Main Files and Directories

nkululeko/: Root directory containing the main package code
- nkululeko/nkululeko.py: Main entry point for running experiments
- nkululeko/experiment.py: Core Experiment class implementation
- nkululeko/feature_extractor.py: Handles feature extraction orchestration
- nkululeko/runmanager.py: Manages experiment runs and epochs
- nkululeko/data/: Dataset handling implementations
- nkululeko/feat_extract/: Feature extraction implementations
- nkululeko/models/: Machine learning model implementations
- nkululeko/reporting/: Reporting and visualization tools
- nkululeko/utils/: Utility functions and helpers
- nkululeko/explore.py, nkululeko/predict.py, etc.: Command-line module entry points
tests/: Contains configuration files for testing
data/: Storage for datasets or symbolic links to datasets
.github/workflows/: CI/CD configuration files

Main Classes and Components

Class Diagram

For a quick visual overview of how the core pieces interact, see the class diagram.
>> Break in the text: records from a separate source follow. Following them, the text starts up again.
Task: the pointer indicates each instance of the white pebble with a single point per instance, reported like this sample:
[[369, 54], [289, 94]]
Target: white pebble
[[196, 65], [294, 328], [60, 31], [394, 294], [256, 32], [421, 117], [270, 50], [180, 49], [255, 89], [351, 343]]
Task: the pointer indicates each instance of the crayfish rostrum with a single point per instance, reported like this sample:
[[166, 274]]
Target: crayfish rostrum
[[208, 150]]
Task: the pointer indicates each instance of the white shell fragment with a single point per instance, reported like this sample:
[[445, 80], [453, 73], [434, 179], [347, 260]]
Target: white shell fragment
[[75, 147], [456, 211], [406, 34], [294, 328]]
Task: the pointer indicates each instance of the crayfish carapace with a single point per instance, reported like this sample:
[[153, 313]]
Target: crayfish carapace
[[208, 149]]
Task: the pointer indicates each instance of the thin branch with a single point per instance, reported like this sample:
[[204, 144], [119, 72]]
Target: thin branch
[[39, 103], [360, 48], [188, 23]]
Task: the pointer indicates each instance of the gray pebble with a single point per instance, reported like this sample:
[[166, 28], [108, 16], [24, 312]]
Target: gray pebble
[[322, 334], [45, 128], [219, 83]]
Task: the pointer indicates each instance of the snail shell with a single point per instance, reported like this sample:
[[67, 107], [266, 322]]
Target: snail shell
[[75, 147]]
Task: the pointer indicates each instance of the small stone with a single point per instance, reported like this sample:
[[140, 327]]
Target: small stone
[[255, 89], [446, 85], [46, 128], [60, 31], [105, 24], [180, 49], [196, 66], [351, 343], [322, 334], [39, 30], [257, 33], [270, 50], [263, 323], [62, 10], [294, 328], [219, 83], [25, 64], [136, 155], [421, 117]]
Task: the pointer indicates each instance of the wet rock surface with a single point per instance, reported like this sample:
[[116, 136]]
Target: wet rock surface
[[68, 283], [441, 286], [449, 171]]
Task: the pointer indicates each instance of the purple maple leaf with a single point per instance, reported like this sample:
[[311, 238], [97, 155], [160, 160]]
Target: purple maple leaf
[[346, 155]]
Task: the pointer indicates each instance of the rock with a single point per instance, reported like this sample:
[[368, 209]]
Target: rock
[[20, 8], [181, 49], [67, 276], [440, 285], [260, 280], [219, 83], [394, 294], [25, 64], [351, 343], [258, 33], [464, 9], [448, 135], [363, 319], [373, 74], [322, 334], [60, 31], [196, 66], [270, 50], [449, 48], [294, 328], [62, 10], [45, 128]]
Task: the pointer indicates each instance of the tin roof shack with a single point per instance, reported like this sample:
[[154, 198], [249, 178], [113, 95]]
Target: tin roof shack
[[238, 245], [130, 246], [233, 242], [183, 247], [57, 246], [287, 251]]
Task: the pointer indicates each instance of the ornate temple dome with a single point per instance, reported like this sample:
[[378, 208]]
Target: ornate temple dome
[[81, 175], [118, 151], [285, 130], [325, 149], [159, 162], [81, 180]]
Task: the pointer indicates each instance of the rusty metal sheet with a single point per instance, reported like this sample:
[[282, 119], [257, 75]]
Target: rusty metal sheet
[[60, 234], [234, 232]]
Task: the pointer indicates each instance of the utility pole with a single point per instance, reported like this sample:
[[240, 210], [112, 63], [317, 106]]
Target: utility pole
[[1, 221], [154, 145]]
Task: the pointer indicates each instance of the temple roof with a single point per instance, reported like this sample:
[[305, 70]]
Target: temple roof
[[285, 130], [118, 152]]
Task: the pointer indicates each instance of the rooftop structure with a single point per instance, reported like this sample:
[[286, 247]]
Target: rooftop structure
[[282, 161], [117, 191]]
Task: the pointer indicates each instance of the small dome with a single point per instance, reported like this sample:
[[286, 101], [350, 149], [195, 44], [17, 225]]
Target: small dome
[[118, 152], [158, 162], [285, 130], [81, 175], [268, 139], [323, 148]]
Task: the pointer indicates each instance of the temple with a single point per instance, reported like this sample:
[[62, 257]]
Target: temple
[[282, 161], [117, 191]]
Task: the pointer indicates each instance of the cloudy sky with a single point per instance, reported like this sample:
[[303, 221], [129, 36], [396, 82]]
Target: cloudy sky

It mirrors the components described below and can help when navigating the codebase.

Experiment

The central class that manages the entire experiment lifecycle:

# nkululeko/experiment.py
class Experiment:
    def __init__(self, config_obj):
        # Initialize experiment from configuration
    def load_datasets(self):
        # Load datasets specified in configuration
    def fill_train_and_tests(self):
        # Split data into training and testing sets
    def extract_feats(self):
        # Extract features from audio files
    def run(self):
        # Execute the experiment runs

FeatureExtractor

Orchestrates feature extraction from audio:

# nkululeko/feature_extractor.py
class FeatureExtractor:
    def __init__(self, data_df, feats_types, data_name, feats_designation):
        # Initialize feature extractor
    def extract(self):
        # Extract features from audio files
    def extract_sample(self, signal, sr):
        # Extract features from a single audio sample

Runmanager

Manages multiple runs of an experiment:

# nkululeko/runmanager.py
class Runmanager:
    def __init__(self, df_train, df_test, feats_train, feats_test, dev_x=None, dev_y=None):
        # Initialize run manager
    def do_runs(self):
        # Execute multiple experiment runs

Model

Base class for machine learning models:

# nkululeko/models/model.py
class Model:
    def __init__(self, df_train, df_test, feats_train, feats_test):
        # Initialize model
    def train(self):
        # Train the model
    def predict(self):
        # Generate predictions

Reporter

Generates reports and visualizations:

# nkululeko/reporting/reporter.py
class Reporter:
    def __init__(self, truths, preds, run, epoch, probas=None):
        # Initialize reporter
    def plot_confmatrix(self, plot_name, epoch=None):
        # Plot confusion matrix
    def print_results(self, epoch=None, file_name=None):
        # Print evaluation results

Command-Line Modules

Each module provides specific functionality:

nkululeko.nkululeko: Main experiment runner
nkululeko.explore: Data and feature exploration
nkululeko.predict: Unified prediction (single files, folder, CSV list, microphone; feature extractors, autopredict targets, or a trained model)
nkululeko.augment: Data augmentation
nkululeko.ensemble: Model ensemble creation
nkululeko.multidb: Cross-database experimentation
nkululeko.segment: Audio segmentation

Data Flow

The user creates an INI configuration file specifying the experiment parameters
The Experiment class loads the configuration and initializes the experiment
Datasets are loaded and split into training and testing sets
Features are extracted from the audio files using the specified feature extractors
The Runmanager executes multiple runs of the experiment
Models are trained and evaluated
Results are reported and visualized

This architecture allows for a high degree of flexibility and extensibility, enabling users to experiment with different combinations of datasets, features, and models without having to write extensive code.